Backward fails when the batch size is less than 5

kranti · May 1, 2021, 9:12pm

I am trying to run a simple model

import torch
import torchvision.models as models

model = models.resnet18(pretrained=True)
device = torch.device("cuda" if torch.cuda.is_available() else "cpu")
# model = torch.nn.DataParallel(model)
model.to(device)

loss_criterion = torch.nn.CrossEntropyLoss()
inp = torch.randn(5, 3, 224, 224).to(device)
target = torch.empty(5, dtype=torch.long).random_(1000).to(device)
output = model(inp)
loss = loss_criterion(output, target)
loss.backward()

I observed that backward fails when I give the input with batch size less than 5. Further if I am using nn.dataparallel, the model also requires there are atleaset 5 samples per batch other wise it gives an error.
I am attaching the screenshot of the error below.

My system:
Ubuntu: 20.04
Pytorch:1.8.1
CUDA: 11.1

Shima_Shahfar · May 2, 2021, 1:25am

May I know how many devices you are running your script on?
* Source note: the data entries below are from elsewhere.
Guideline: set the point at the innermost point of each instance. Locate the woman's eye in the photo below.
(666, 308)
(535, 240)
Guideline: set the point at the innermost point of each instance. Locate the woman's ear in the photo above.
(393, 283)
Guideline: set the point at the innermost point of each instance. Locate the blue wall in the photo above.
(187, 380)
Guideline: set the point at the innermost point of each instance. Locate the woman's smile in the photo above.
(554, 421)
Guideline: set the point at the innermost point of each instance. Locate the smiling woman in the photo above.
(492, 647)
Or should I say what is the number of GPUs you are using?

ptrblck · May 2, 2021, 6:07am

Could you post the output of python -m torch.utils.collect_env? Also, how did you install PyTorch (pip wheel, conda binary, source build)?

kranti · May 2, 2021, 10:04am

I have tested with both cases, using a single GPUs and multiple GPUs. In both the cases, I have found that the minimum data points in each GPU to be 5 for correctly backpropagating.
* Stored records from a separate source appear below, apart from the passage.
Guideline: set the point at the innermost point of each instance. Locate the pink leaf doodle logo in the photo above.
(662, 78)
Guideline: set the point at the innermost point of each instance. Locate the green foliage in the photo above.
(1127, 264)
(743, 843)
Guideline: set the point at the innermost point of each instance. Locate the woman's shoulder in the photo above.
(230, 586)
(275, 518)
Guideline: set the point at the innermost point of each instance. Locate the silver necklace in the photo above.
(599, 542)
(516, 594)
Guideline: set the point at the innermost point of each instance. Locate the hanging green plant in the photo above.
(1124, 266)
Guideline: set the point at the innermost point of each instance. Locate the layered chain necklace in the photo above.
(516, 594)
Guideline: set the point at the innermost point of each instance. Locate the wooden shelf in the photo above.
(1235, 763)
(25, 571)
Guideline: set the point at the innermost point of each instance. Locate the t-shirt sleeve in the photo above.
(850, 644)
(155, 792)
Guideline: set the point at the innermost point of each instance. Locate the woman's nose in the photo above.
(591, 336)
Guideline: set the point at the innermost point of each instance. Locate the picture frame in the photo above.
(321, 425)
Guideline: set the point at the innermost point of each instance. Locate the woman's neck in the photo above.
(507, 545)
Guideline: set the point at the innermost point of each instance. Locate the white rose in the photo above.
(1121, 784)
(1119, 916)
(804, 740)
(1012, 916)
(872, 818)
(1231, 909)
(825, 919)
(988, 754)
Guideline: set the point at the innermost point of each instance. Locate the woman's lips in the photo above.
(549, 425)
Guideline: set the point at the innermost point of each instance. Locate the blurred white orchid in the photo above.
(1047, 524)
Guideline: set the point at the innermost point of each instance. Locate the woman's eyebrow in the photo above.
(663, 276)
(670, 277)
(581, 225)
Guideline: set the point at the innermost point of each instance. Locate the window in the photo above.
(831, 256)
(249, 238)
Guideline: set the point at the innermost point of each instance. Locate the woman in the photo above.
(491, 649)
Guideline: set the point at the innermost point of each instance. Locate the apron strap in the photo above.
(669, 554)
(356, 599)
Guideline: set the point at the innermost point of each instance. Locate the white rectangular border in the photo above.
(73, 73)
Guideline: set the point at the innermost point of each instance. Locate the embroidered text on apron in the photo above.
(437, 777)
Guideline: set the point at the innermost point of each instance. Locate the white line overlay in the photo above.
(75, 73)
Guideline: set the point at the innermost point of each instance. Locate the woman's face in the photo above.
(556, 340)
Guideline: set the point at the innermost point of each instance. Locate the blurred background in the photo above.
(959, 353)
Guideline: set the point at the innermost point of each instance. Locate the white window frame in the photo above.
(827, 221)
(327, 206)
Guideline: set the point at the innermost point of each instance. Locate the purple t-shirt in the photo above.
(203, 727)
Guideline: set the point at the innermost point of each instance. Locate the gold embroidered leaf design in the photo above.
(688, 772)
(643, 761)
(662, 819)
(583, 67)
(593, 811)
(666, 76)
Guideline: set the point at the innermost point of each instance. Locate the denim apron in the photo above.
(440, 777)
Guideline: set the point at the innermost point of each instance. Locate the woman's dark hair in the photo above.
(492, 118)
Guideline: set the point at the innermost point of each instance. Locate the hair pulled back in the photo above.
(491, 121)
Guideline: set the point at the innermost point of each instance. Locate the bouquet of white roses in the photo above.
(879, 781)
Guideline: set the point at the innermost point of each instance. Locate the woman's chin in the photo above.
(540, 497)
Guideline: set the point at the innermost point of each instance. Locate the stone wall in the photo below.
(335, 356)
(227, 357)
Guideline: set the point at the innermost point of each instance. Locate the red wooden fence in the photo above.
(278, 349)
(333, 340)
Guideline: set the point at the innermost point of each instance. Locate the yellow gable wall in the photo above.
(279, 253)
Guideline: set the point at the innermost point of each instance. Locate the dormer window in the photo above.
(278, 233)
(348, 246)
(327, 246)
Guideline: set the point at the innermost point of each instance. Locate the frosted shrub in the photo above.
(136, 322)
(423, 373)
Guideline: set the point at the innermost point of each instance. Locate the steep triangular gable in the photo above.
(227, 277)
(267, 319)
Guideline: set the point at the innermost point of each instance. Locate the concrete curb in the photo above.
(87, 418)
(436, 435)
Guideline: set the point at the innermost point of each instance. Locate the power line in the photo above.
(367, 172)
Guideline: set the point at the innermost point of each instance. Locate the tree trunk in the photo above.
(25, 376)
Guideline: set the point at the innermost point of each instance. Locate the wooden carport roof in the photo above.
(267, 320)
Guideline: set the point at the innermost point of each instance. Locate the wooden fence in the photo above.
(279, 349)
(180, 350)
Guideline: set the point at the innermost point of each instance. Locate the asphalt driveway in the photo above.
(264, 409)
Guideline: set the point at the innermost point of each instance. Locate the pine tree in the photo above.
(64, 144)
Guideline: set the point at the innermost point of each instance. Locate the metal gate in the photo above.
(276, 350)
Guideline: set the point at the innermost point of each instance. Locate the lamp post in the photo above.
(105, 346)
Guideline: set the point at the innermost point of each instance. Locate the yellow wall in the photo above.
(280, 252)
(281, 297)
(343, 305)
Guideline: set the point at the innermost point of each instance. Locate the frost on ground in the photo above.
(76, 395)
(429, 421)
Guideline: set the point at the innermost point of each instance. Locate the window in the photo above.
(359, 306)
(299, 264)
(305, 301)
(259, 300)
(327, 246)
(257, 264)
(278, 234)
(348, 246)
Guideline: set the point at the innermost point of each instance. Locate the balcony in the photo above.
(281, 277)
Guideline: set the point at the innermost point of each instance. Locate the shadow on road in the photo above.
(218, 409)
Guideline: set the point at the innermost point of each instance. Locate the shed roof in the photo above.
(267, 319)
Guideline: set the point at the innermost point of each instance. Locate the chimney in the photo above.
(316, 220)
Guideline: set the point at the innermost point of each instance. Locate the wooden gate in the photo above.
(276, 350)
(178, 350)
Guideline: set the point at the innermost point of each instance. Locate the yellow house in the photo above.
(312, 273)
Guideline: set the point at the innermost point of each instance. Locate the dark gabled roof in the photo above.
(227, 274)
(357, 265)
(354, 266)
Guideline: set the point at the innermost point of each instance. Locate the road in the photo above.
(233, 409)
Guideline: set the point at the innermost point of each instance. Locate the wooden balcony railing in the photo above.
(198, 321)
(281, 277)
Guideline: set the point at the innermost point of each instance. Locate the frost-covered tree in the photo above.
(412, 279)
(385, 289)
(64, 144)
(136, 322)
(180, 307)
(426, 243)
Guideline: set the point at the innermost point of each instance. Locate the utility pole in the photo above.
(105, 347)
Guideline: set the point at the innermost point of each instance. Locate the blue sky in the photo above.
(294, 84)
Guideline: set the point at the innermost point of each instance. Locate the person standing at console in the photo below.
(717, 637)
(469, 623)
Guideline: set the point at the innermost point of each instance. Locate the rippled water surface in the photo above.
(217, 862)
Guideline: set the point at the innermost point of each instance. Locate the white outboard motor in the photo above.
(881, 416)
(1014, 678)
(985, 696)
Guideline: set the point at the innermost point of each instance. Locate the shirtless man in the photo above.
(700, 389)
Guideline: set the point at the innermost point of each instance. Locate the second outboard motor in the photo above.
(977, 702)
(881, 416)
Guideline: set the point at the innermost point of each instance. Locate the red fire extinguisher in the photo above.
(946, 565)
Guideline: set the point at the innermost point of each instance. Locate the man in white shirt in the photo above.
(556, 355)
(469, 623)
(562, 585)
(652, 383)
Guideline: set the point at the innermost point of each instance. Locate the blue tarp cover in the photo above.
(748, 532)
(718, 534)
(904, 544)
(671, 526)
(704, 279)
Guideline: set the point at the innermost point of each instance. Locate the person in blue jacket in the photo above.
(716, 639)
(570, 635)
kranti · May 2, 2021, 10:14am

Collecting environment information…
PyTorch version: 1.8.1+cu111
Is debug build: False
CUDA used to build PyTorch: 11.1
ROCM used to build PyTorch: N/A

OS: Ubuntu 20.04.2 LTS (x86_64)
GCC version: (Ubuntu 9.3.0-17ubuntu1~20.04) 9.3.0
Clang version: Could not collect
CMake version: version 3.16.3

Python version: 3.8 (64-bit runtime)
Is CUDA available: True
CUDA runtime version: Could not collect
GPU models and configuration:
GPU 0: GeForce GTX 1080 Ti
GPU 1: GeForce GTX 1080 Ti
GPU 2: GeForce GTX 1080 Ti
GPU 3: GeForce GTX 1080 Ti

Nvidia driver version: 455.32.00
cuDNN version: Probably one of the following:
/usr/lib/x86_64-linux-gnu/libcudnn.so.7.0.5
/usr/local/cuda-10.1/targets/x86_64-linux/lib/libcudnn.so.7
/usr/local/cuda-9.1/targets/x86_64-linux/lib/libcudnn.so.7
HIP runtime version: N/A
MIOpen runtime version: N/A

Versions of relevant libraries:
[pip3] numpy==1.20.2
[pip3] torch==1.8.1+cu111
[pip3] torchaudio==0.8.1
[pip3] torchsummary==1.5.1
[pip3] torchvision==0.9.1+cu111
[conda] blas 1.0 mkl
[conda] mkl 2020.1 217
[conda] mkl-service 2.3.0 py38he904b0f_0
[conda] mkl_fft 1.1.0 py38h23d657b_0
[conda] mkl_random 1.1.1 py38h0573a6f_0
[conda] numpy 1.19.4 pypi_0 pypi
[conda] numpydoc 1.1.0 py_0
[conda] torch 1.7.0 pypi_0 pypi
[conda] torchaudio 0.7.0 pypi_0 pypi
[conda] torchvision 0.8.1 pypi_0 pypi

kranti · May 2, 2021, 10:44am

I installed it using pip wheel.

ptrblck · May 2, 2021, 9:51pm

Thanks, could you create a new virtual environment and install the conda binaries, as the pip wheels in 1.8.1 currently fail for sm_61. Related issue

kranti · May 3, 2021, 5:01am

Thanks for the reply. I tested with conda installation and it works fine.